The metatarsal dome aims to dorsiflex the metatarsal heads to decrease hyperloading, and evenly distribute pressure across the forefoot. The metatarsal domes aim to decrease pressure on the first metatarsal head, in addition to lateral wedging in the forefoot. Additionally, dorsiflexion of the metatarsal heads aims to reduce contracture of the extensor tendons and reduce retraction of flexible digits.

The plantar cover with the cutouts under the first and fifth MTPJs, directly offload the areas of high pressure, revealed on dynamic and static pressure analysis.

The PPT top cover acts as a cushioning slow release shock absorber to also improve comfort and aid in pressure distribution.

Brooks Dyad walking shoe is a structured neutral shoe option, ideal for stabilising the lateral column to decrease supinatory forces. It has a 12mm heel drop, to increase ground contact in the rearfoot and accommodate the pseudoequinus and increase weightbearing ankle dorsiflexion. Additionally, the full contact outsole of the shoe increases weightbearing surface area and thus shock absorption.

“Maximum peak pressure and time of peak pressure on the foot during gait increases with peripheral neuropathy present.”

“Patients with a history of previous pressure ulceration have higher maximum peak pressures.”

“High plantar pressure variants in conjunction with diabetes duration, smoking, poor glycaemic control, and neuropathy are risk factor for ulceration.”

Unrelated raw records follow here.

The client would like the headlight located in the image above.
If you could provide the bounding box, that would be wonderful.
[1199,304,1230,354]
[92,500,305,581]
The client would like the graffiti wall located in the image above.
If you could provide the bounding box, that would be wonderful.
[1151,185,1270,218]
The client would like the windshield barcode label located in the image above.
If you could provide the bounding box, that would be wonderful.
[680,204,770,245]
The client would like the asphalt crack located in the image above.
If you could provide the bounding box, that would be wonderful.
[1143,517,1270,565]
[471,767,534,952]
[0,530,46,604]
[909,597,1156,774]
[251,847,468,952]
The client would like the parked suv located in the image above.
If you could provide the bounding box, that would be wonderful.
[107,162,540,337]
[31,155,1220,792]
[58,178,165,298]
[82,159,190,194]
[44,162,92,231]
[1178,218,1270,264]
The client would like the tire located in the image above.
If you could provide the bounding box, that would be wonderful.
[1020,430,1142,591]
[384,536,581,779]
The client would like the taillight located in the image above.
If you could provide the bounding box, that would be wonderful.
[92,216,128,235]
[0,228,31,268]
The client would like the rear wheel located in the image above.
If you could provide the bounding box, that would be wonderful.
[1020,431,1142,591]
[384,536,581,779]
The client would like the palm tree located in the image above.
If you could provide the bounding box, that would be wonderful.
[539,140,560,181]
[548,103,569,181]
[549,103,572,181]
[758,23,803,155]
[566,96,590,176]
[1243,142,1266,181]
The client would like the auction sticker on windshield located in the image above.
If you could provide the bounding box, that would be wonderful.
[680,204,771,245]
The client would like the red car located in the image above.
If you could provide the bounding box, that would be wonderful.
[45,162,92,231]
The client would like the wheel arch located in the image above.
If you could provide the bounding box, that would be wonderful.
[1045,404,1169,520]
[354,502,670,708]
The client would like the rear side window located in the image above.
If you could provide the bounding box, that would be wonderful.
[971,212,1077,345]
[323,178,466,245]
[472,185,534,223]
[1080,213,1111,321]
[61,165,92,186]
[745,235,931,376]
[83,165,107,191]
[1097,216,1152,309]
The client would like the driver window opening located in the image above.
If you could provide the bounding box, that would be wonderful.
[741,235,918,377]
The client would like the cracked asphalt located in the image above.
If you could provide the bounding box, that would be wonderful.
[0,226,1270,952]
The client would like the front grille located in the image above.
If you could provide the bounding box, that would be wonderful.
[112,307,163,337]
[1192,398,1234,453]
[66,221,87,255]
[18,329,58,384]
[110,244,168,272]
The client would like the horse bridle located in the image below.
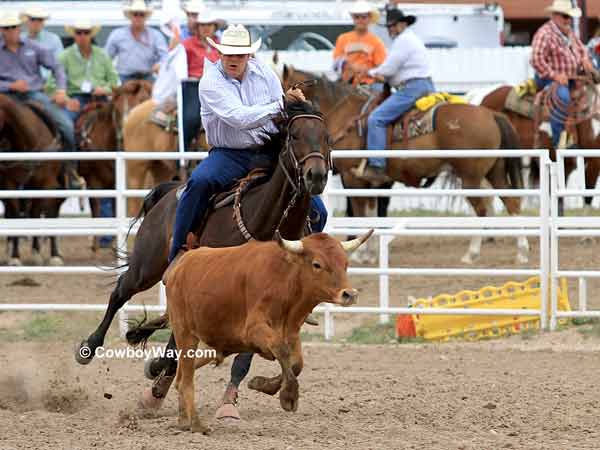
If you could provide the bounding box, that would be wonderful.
[279,114,333,195]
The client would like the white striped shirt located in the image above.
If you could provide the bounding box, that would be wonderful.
[198,58,283,149]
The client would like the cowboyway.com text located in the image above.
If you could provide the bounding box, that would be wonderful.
[79,346,217,360]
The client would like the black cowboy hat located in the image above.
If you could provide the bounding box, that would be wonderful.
[385,8,417,27]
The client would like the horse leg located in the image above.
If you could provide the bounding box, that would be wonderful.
[75,264,165,364]
[486,158,529,264]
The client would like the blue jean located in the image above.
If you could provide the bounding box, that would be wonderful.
[367,78,435,167]
[535,73,571,148]
[9,91,77,152]
[169,147,327,262]
[181,81,202,151]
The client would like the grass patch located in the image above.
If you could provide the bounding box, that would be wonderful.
[23,313,64,340]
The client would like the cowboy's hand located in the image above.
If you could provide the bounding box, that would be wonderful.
[67,98,81,112]
[8,80,29,92]
[53,89,67,106]
[285,88,306,103]
[92,87,110,97]
[554,73,569,85]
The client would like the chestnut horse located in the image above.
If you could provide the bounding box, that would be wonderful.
[283,67,529,264]
[123,99,208,217]
[76,80,152,251]
[0,94,63,266]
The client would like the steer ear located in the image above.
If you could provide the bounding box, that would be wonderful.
[275,232,304,255]
[340,228,373,253]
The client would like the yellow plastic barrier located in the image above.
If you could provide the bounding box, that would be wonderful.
[397,277,571,341]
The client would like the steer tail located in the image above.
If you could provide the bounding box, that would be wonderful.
[494,113,524,189]
[125,313,169,348]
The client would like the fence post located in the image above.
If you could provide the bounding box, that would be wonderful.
[538,154,552,330]
[115,152,128,338]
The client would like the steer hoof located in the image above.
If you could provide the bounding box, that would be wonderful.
[138,387,165,411]
[215,403,241,420]
[75,341,94,366]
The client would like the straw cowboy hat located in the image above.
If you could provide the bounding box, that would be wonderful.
[206,25,262,55]
[348,0,379,23]
[65,19,101,37]
[123,0,152,19]
[546,0,581,18]
[181,0,206,14]
[21,5,50,21]
[0,11,23,28]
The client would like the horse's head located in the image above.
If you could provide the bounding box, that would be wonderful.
[280,102,331,195]
[113,80,152,121]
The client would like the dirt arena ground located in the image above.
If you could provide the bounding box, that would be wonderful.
[0,234,600,450]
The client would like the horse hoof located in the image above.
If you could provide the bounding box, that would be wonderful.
[215,403,241,420]
[8,258,23,267]
[144,358,160,381]
[75,341,94,366]
[48,256,65,267]
[29,252,44,266]
[138,387,165,411]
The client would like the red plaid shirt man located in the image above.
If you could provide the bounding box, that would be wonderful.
[531,20,589,79]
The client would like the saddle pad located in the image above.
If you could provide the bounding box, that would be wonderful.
[504,88,535,120]
[392,103,444,142]
[415,92,467,112]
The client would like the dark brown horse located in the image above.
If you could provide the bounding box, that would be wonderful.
[75,102,329,412]
[283,67,529,264]
[76,80,152,251]
[0,94,62,266]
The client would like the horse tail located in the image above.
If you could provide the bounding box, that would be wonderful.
[494,113,524,189]
[125,313,169,348]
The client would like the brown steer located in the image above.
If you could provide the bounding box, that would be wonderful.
[156,230,373,433]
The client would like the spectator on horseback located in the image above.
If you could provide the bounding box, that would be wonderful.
[333,0,386,86]
[182,8,223,150]
[353,8,435,185]
[0,13,85,189]
[58,20,119,122]
[531,0,593,148]
[169,25,327,262]
[105,0,168,83]
[21,6,64,58]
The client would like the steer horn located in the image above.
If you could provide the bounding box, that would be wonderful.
[340,228,373,253]
[277,233,304,255]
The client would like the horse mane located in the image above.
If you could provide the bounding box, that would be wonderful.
[0,94,37,151]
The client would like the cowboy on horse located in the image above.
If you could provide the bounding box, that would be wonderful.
[531,0,593,148]
[0,12,85,189]
[354,8,435,185]
[333,0,387,86]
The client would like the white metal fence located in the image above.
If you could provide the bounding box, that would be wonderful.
[0,150,600,339]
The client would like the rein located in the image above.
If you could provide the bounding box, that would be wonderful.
[233,114,332,241]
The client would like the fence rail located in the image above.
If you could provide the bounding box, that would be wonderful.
[0,150,600,339]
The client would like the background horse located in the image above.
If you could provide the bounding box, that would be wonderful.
[76,80,152,251]
[0,94,62,266]
[75,102,329,414]
[283,67,529,264]
[123,99,208,217]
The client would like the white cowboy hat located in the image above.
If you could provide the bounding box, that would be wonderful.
[0,11,23,28]
[65,19,101,37]
[206,25,262,55]
[123,0,152,19]
[348,0,379,23]
[546,0,581,18]
[181,0,206,14]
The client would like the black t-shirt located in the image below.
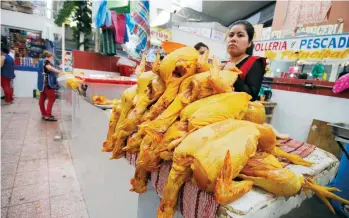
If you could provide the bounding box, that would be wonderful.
[44,60,52,86]
[234,56,265,101]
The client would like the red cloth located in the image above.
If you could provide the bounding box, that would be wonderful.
[227,56,266,80]
[1,75,13,103]
[110,11,126,44]
[126,139,316,218]
[39,87,56,117]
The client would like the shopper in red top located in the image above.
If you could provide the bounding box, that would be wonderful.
[224,20,266,101]
[38,51,62,121]
[1,46,16,104]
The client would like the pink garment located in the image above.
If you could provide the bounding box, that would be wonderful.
[332,73,349,94]
[111,11,126,44]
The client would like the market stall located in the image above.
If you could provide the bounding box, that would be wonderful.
[62,92,338,218]
[254,34,349,141]
[61,44,346,217]
[56,1,347,218]
[1,25,54,97]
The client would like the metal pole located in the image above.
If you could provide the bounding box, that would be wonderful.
[62,23,65,73]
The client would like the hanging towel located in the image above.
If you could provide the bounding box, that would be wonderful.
[132,0,150,53]
[101,29,116,56]
[95,0,112,28]
[123,25,129,44]
[111,11,126,44]
[95,0,107,28]
[125,13,135,34]
[108,0,130,14]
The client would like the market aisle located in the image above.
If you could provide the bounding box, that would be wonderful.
[1,98,88,218]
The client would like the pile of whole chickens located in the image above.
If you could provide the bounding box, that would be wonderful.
[103,47,349,217]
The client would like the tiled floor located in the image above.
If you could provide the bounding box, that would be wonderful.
[1,98,88,218]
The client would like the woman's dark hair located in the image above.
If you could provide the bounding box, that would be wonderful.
[194,42,208,50]
[1,47,10,54]
[231,20,254,55]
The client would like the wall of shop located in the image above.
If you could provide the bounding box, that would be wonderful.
[272,0,349,32]
[271,89,349,141]
[1,9,62,40]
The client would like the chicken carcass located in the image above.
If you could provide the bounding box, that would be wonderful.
[138,59,240,142]
[103,100,121,148]
[239,152,349,213]
[111,64,165,159]
[131,92,251,193]
[142,47,199,122]
[158,120,260,218]
[102,85,137,152]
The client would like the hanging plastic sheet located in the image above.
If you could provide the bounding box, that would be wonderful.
[107,0,130,14]
[101,29,116,56]
[111,11,127,44]
[132,0,150,53]
[95,0,112,28]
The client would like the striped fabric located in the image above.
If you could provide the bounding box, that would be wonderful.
[131,0,150,53]
[126,139,316,218]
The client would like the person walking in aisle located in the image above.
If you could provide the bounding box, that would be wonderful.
[1,47,16,104]
[38,51,62,121]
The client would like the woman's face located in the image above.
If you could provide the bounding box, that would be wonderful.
[227,24,251,57]
[48,56,55,64]
[199,46,207,55]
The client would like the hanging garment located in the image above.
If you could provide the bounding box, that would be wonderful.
[111,11,126,44]
[95,0,112,28]
[101,29,116,56]
[123,25,129,44]
[132,0,150,53]
[95,0,107,28]
[108,0,130,14]
[125,13,135,34]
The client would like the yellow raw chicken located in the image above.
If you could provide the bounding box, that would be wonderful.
[239,153,349,213]
[158,120,259,217]
[243,101,266,124]
[111,71,165,159]
[131,92,251,193]
[142,59,238,146]
[111,56,165,159]
[92,95,112,105]
[142,47,199,122]
[102,85,137,152]
[103,100,121,148]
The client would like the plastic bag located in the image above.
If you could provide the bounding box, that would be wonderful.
[108,0,130,14]
[111,11,126,44]
[332,73,349,94]
[116,57,137,67]
[95,0,107,28]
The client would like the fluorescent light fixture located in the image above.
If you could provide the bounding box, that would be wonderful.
[150,11,171,27]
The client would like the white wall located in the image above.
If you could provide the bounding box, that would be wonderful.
[172,28,228,60]
[1,9,62,40]
[271,90,349,141]
[13,70,38,97]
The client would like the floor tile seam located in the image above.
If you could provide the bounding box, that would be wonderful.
[13,181,50,189]
[7,196,51,209]
[45,120,52,218]
[1,110,13,138]
[51,208,88,218]
[6,109,33,217]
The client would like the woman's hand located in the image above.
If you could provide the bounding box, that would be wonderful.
[223,62,236,70]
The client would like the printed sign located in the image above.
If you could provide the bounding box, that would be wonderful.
[150,27,172,42]
[271,23,344,39]
[253,34,349,60]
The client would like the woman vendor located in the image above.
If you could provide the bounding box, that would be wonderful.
[224,20,266,101]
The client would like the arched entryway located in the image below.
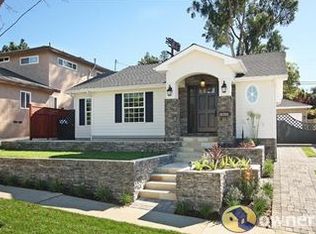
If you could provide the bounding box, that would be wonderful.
[179,74,219,136]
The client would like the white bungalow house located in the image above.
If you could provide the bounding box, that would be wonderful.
[69,44,287,159]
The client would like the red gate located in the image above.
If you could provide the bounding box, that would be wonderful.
[29,105,75,140]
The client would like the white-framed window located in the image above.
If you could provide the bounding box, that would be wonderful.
[0,57,10,63]
[79,98,92,126]
[20,91,32,109]
[57,58,78,71]
[20,55,39,65]
[123,92,145,123]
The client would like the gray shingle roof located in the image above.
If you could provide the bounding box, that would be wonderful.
[237,52,287,77]
[277,99,312,108]
[70,48,287,90]
[0,68,57,91]
[71,64,166,90]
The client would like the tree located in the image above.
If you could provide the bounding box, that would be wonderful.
[187,0,298,56]
[138,52,160,65]
[1,39,29,53]
[283,62,301,100]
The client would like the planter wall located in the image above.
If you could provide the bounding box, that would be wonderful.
[176,165,260,211]
[223,145,265,167]
[1,140,181,153]
[0,155,175,201]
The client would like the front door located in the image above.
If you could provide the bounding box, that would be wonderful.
[189,84,217,133]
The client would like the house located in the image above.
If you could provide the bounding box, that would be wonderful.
[0,46,112,138]
[0,46,112,109]
[277,99,313,123]
[68,44,287,156]
[0,68,58,139]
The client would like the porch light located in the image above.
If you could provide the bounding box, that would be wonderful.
[167,85,173,97]
[200,80,205,88]
[221,81,227,93]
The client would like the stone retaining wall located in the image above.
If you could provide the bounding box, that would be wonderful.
[1,140,181,153]
[176,165,260,211]
[0,155,175,199]
[223,146,265,167]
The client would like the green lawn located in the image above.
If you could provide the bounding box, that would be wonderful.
[302,147,316,157]
[0,150,159,160]
[0,199,175,234]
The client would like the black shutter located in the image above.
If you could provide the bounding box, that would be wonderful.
[79,99,86,126]
[115,94,122,123]
[145,92,154,122]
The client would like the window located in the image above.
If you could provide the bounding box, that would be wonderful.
[0,57,10,63]
[79,98,92,126]
[20,91,31,109]
[123,93,145,123]
[20,55,39,65]
[58,58,77,70]
[246,85,258,103]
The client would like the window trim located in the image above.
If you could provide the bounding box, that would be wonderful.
[20,55,39,66]
[122,91,147,124]
[0,56,10,63]
[20,90,32,110]
[57,57,78,71]
[78,97,93,127]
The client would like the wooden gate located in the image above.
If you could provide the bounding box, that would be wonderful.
[277,114,316,144]
[29,105,75,140]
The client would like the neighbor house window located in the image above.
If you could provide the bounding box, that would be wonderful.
[20,91,31,109]
[123,93,145,123]
[0,57,10,63]
[79,98,92,126]
[20,55,39,65]
[58,58,77,70]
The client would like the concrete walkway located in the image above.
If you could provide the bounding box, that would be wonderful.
[272,146,316,233]
[0,185,275,234]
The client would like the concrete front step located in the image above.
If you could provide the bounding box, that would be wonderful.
[145,181,177,191]
[156,162,188,174]
[150,173,177,182]
[139,189,177,201]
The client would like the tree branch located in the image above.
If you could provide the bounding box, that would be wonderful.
[0,0,44,37]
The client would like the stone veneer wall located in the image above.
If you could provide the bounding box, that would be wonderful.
[0,155,175,199]
[176,165,260,211]
[165,99,181,141]
[222,146,265,167]
[1,140,181,153]
[217,96,235,144]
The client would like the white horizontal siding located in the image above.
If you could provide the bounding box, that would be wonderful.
[87,88,165,137]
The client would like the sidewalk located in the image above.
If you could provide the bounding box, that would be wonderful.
[0,185,275,234]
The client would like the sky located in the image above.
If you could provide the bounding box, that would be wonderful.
[0,0,316,89]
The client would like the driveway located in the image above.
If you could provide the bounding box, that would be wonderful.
[272,146,316,233]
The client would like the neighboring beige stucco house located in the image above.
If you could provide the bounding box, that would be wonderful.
[0,68,57,139]
[0,46,112,109]
[0,46,112,139]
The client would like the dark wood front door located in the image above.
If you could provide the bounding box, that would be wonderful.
[188,84,218,133]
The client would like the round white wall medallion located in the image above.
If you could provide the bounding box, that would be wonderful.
[246,85,258,103]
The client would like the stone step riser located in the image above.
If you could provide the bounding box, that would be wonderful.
[139,189,177,201]
[150,174,177,182]
[145,181,176,191]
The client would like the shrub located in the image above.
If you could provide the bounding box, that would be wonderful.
[223,186,244,207]
[175,202,193,215]
[263,159,274,178]
[119,193,134,206]
[252,191,271,218]
[261,183,273,199]
[94,186,113,202]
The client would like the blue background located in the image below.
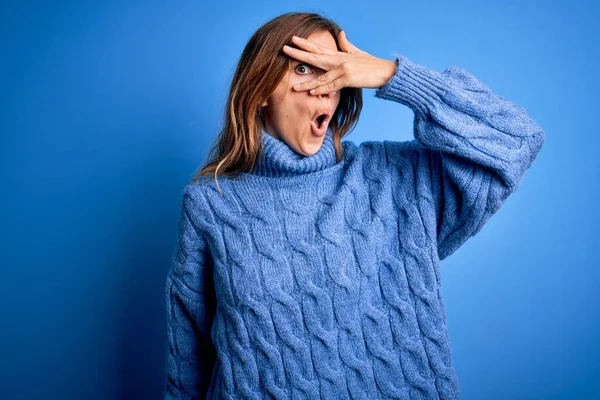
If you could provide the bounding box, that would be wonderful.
[0,0,600,399]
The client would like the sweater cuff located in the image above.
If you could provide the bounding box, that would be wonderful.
[375,54,448,115]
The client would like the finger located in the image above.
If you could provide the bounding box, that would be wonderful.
[309,76,345,95]
[292,36,337,55]
[338,31,354,53]
[293,68,344,92]
[340,31,369,54]
[283,45,328,71]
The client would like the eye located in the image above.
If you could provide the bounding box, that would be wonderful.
[294,64,312,75]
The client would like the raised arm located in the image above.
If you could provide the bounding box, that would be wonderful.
[164,185,216,400]
[375,54,545,260]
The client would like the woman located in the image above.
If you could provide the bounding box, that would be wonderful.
[165,13,545,399]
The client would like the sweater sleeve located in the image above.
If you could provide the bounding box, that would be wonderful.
[164,186,216,400]
[375,54,545,260]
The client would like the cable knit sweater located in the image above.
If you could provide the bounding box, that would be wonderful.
[165,55,545,400]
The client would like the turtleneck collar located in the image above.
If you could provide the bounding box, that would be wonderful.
[252,128,336,177]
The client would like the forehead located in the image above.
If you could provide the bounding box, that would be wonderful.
[307,31,337,50]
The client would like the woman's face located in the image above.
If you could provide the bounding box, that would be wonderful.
[262,31,340,156]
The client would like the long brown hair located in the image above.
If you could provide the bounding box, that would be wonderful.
[192,12,362,191]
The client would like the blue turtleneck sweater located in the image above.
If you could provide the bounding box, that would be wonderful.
[165,55,545,400]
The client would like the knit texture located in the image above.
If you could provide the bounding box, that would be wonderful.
[165,55,545,400]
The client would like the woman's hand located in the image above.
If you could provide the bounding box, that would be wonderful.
[283,31,396,94]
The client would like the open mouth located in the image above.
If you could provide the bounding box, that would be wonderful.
[310,111,332,136]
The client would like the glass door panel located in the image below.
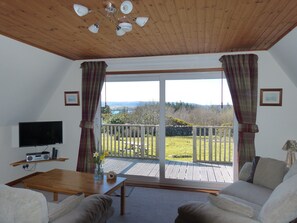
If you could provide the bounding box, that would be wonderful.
[101,81,159,178]
[165,79,233,182]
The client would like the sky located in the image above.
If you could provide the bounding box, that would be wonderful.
[101,79,232,105]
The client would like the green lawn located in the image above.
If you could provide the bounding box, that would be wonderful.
[103,133,233,162]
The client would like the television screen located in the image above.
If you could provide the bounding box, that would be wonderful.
[19,121,63,147]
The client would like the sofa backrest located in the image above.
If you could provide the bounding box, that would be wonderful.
[0,184,49,223]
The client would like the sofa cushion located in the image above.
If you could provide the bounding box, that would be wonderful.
[54,194,114,223]
[238,162,254,181]
[259,175,297,223]
[208,194,255,218]
[246,156,261,183]
[175,202,259,223]
[283,162,297,181]
[0,184,48,223]
[48,194,85,222]
[220,180,272,206]
[253,157,287,190]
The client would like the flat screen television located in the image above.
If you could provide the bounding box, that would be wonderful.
[19,121,63,147]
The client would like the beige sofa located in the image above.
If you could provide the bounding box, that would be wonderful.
[175,158,297,223]
[0,184,114,223]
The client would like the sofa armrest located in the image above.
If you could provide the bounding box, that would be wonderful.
[238,162,253,181]
[53,194,114,223]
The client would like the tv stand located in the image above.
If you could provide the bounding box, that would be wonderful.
[10,157,68,166]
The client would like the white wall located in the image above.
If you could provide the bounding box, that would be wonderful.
[40,51,297,170]
[0,35,72,183]
[269,28,297,86]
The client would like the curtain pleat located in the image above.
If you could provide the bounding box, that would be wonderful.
[220,54,259,170]
[76,61,107,173]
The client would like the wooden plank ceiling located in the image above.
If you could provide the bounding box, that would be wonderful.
[0,0,297,60]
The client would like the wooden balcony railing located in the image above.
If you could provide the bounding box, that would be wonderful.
[101,124,233,163]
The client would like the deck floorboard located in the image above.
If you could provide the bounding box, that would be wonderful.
[104,158,233,183]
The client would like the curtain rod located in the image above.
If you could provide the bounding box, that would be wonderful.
[106,67,223,75]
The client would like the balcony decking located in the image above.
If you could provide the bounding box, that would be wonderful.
[104,158,233,183]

“Pedobarographic high pressures correlate directly to the site of ulceration, thus high plantar pressures are a useful predictor for foot ulceration in the presence of other comorbidities.”

Outcome

One Month
Resolved plantar first metatarsal (MT)
pain with Formthotics and Footwear. Weightbearing on Formthotics resulted in increased lateral column loading, increased weightbearing surface area. No metatarsal head overload, better weight distribution across the forefoot.

One Year
No ulceration to the plantar aspect of the hallux over 1 year; Increased weight loss- down to 90kgs; Walking – daily; Maintained healthy HbA1c for year; No changes in vascular status, no changes in neuropathic status, vascular and neuro testing all same as previous; Static pressure standing on Modified Formthotics.